There’s a very powerful scene with a trans kid named Vic (Ian Alexander) in the movie. Do you think it’s more important to have those kinds of characters for queer kids to identify with or to educate straight kids?

MS: To be quite honest, I can’t remember exactly what the line was in the script on the day we were shooting it. But Ian came to me and said, “No trans person would say this,” whatever the line was at the time. And I was kind of making an argument with Ian that I understood that but this wasn’t just a trans actor speaking to the trans community. We’re trying to help people who maybe aren’t comfortable with the concept of trans to understand it. So, that was my kind of counter argument, and then Ian came back and said, “Yea, but I just don’t feel comfortable.” And I asked, “What would you say?” And that’s part of the line that Ian ends up saying. But this is part of the process of working with actors. And I was committed to finding a trans actor for the role. I looked at both trans males and trans females for the role. I wasn’t sure which way it would go. But I always appreciate that sort of give and take with any actor when they’re uncomfortable with a line for their character. And Ian, being transgender, obviously had an insight to this character that I didn’t have. And it was a really great moment when Ian helped me tell the story better.

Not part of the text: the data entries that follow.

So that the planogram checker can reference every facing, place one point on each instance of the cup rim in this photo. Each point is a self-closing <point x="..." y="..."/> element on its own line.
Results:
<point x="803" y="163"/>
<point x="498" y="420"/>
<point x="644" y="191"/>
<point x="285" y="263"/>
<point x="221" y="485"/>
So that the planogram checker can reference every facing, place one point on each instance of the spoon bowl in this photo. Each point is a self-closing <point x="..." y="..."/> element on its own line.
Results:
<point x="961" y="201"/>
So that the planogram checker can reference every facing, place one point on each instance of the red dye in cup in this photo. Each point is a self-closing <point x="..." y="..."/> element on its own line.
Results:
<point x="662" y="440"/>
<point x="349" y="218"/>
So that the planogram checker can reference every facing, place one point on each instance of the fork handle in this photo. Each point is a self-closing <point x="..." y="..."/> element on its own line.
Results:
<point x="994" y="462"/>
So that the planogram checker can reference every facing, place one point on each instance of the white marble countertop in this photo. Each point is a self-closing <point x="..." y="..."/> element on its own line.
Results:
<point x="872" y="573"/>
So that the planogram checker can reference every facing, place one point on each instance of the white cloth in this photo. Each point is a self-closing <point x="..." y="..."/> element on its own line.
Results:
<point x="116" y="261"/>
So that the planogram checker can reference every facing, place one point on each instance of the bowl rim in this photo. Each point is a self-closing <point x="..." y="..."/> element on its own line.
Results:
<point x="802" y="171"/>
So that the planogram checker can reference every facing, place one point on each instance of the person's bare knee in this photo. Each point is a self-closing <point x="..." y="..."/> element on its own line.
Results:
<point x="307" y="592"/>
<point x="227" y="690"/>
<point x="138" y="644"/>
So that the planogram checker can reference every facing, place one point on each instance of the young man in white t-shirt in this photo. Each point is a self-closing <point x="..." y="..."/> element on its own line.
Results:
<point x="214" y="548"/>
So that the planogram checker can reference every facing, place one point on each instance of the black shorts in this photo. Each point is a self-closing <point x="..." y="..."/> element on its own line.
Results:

DL: And what I love about that scene is that it applies to so many characters in the movie. I think a lot of the times when you have a trans character included amongst the gallery of other characters, they sort of hold the mantle of “I will not be defined by my body.” But what I love about the movie and the sense of inclusion in it is that it’s something that so many of the characters are dealing with, that what Vic is going through is just one manifestation of thematically what a lot of people go through. And hopefully that does create some commonality, rather than difference in these characters.

What was it like getting all of these young actors to embody the same character?

MS: Challenging. (LAUGHS) It first started for me in the casting process. I wasn’t doing it consciously, but I realized in the middle of the process that I was picking people who I would consider old souls. Sometimes, I’d be down to two or three people for the same role, and I realized someone didn’t have an old soul, and that’s why I wasn’t pulling the trigger. So, I think that’s the commonality between all the actors and actresses. And then, just on a technical level, I never had all the actors together at the same time because of the way the production was scheduled. So, I wrote letters to everyone in advance of filming, and I asked them to read the entire script, not just for the narrative, but for the A character as if you were playing A in every scene. Even if you’re on five pages, read all of it so that you understand everything that happens before your character comes into the story and where A is going in the story. And the actors said that really helped out.As gay kids, did you ever have a movie or book that resonated with you the way this is resonating with queer kids?

DL: That’s a very good question. For me, movie wise, my honest answer, even though he’s allegedly not queer, it all goes back to Duckie in Pretty in Pink for me. That was a character that I related to and thought of. I know he’s allegedly not queer, but in my head, he was. Until Ricky in My So-Called Life came along and showed me a real gay character who had real gay thoughts and was really sweet and really human, I sort of held on to Duckie.

MS: It’s such a great question, and I don’t have an immediate answer to that. I have to kind of dig back in. I mean, I definitely grew up in a time when this wasn’t something shown onscreen. And there weren’t role models. I mean, I would have a crush on Jake from Sixteen Candles. But that’s not the same thing as gay role models.